Expositions of Holy Scripture: St. Mark

Chapter 47

Chapter 474,100 wordsPublic domain

Here is all that we know of her: that Christ cast out the seven devils; that she became one of the Galilean women, including the mothers of Jesus and of John, who 'ministered to Him of their substance'; that she was one of the Marys at the Cross and saw the interment; that she came to the sepulchre, heard the angel's message, went to John with it, came back and stood without at the sepulchre, saw the Lord, and, having heard His voice and clasped His feet, returned to the little company, and then she drops out of the narrative and is no more named. That is all. It is enough. There are large lessons in this fact which Mark (or whoever wrote this chapter) gives with such emphasis, 'He appeared first to Mary Magdalene.'

Think what the Resurrection is--how stupendous and wonderful! Who _might_ have been expected to be its witnesses? But see! the first eye that beholds is this poor sin-stained woman's. What a distance between the two extremes of her experience--devil-ridden and gazing on the Risen Saviour!

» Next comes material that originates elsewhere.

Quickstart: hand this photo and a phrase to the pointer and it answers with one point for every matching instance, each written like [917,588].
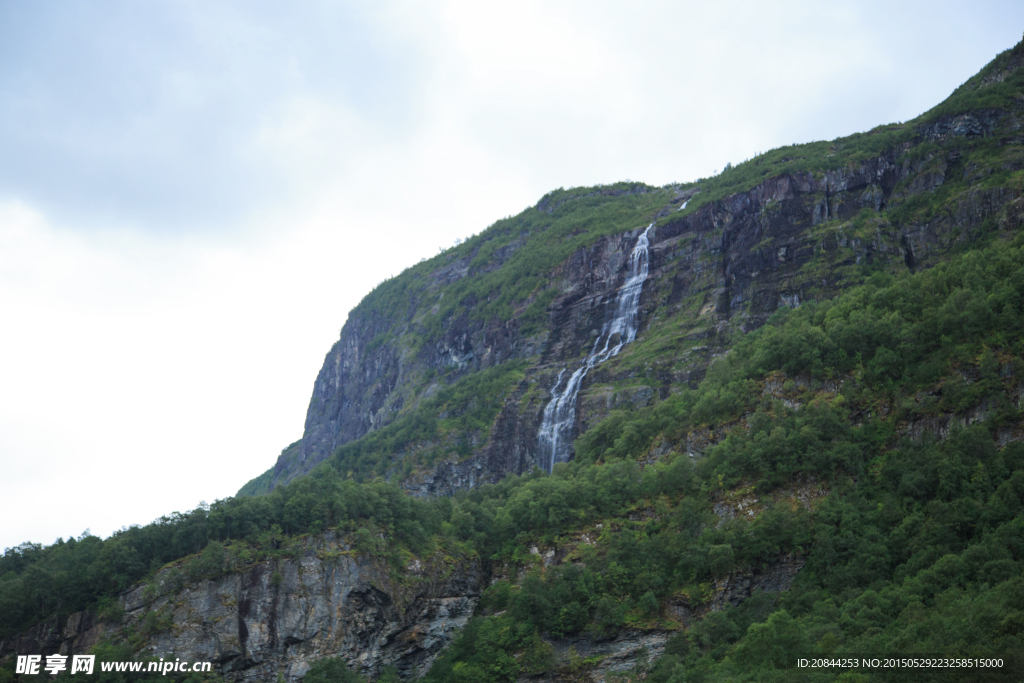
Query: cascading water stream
[559,415]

I. An example of the depth to which the soul of man can descend.

This fact of possession is very obscure and strange. I doubt whether we can understand it. But I cannot see how we can bring it down to the level of mere disease without involving Jesus Christ in the charge of consciously aiding in upholding what, if it be not an awful truth, is one of the grimmest, ghastliest superstitions that ever terrified men.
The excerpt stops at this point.